Depression, a highly polygenic and heterogeneous disorder, has long eluded mechanistic understanding due to the limitations of traditional forward genetic approaches. Here, we propose a complementary strategy: leveraging the rapid, targeted action of ketamine—a potent NMDA receptor (NMDAR) antagonist with robust antidepressant effects—to reverse-engineer the primary neural mechanisms underlying depression. By dissecting how ketamine acutely disrupts pathological circuitry, we aim to bypass indirect downstream effects and pinpoint core drivers of the disease.

Our recent work demonstrates that ketamine silences NMDAR-dependent burst firing in the lateral habenula (LHb), the brain’s “anti-reward” hub. In depressive-like states, LHb hyperactivity suppresses downstream aminergic reward circuits, perpetuating anhedonia and emotional dysregulation. Ketamine’s rapid antidepressant action arises from its ability to suppress this hyperactivity, disinhibiting reward pathways within minutes. Furthermore, we identified that ketamine’s sustained efficacy stems from a trapping blockade of LHb-NMDARs—a pharmacological mechanism that prolongs receptor inhibition even after drug clearance. Finally, ketamine’s brain-region specificity is mediated by use-dependent NMDAR inhibition, selectively targeting hyperactive LHb neurons while sparing baseline activity in other regions. Collectively, by mapping ketamine’s site-specific modulation of cellular and circuit dynamics, we uncover a unified framework linking NMDAR dysfunction to depression etiology and treatment.

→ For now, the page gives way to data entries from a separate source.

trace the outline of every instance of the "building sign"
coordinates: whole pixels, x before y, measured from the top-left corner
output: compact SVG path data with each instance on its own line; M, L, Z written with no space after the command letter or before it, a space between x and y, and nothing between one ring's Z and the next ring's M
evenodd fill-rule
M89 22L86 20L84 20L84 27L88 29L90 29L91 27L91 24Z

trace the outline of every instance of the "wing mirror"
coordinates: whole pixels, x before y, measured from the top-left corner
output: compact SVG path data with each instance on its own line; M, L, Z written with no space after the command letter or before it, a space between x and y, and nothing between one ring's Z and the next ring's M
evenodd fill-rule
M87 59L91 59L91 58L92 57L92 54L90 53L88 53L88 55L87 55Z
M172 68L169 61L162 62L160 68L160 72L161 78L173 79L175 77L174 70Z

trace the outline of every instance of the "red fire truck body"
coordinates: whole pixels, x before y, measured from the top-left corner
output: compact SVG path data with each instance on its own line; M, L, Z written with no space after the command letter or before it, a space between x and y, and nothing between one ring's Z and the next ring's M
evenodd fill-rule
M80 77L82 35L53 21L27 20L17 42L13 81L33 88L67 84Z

Building on this, our recent work extends this framework beyond NMDARs, identifying two additional ion channels as critical mediators of LHb bursts and antidepressant efficacy. Through the charaterization of one these channels, a glia-specific potassium channel Kir4.1, we identified a novel form of neuron-glia interaction, wherby astrocytic processes tightly envelop neuronal soma to regulate neuronal bursts. I will present our ongoing work delineating how neurons and astrocytes dynamically interact in the LHb to regulate stress response and depressive-like behaviors.

 

Biography:

胡海岚,浙江大学医学院脑科学与脑医学学院院长、浙江大学教育部脑与脑机融合前沿科学中心主任。致力于研究社会行为和情绪的神经编码和调控机制,特别是抑郁症的基础及转化研究。发现了社会竞争中“胜利者效应”的脑机制,揭示了后天的经历可以通过重塑神经环路来改变先天的弱势;从分子、细胞和系统等多层面对抑郁症的成因提出了新的阐释,为研发更好、更安全的抗抑郁药物提供了新思路。曾获谈家桢生命科学奖、何梁何利科技进步奖、国际脑研究组织-凯默理神经科学奖、欧莱雅-联合国教科文组织世界杰出女科学家奖、国家自然科学二等奖等。担任Cell、Neuron、Annu Rev Neurosci等期刊编委。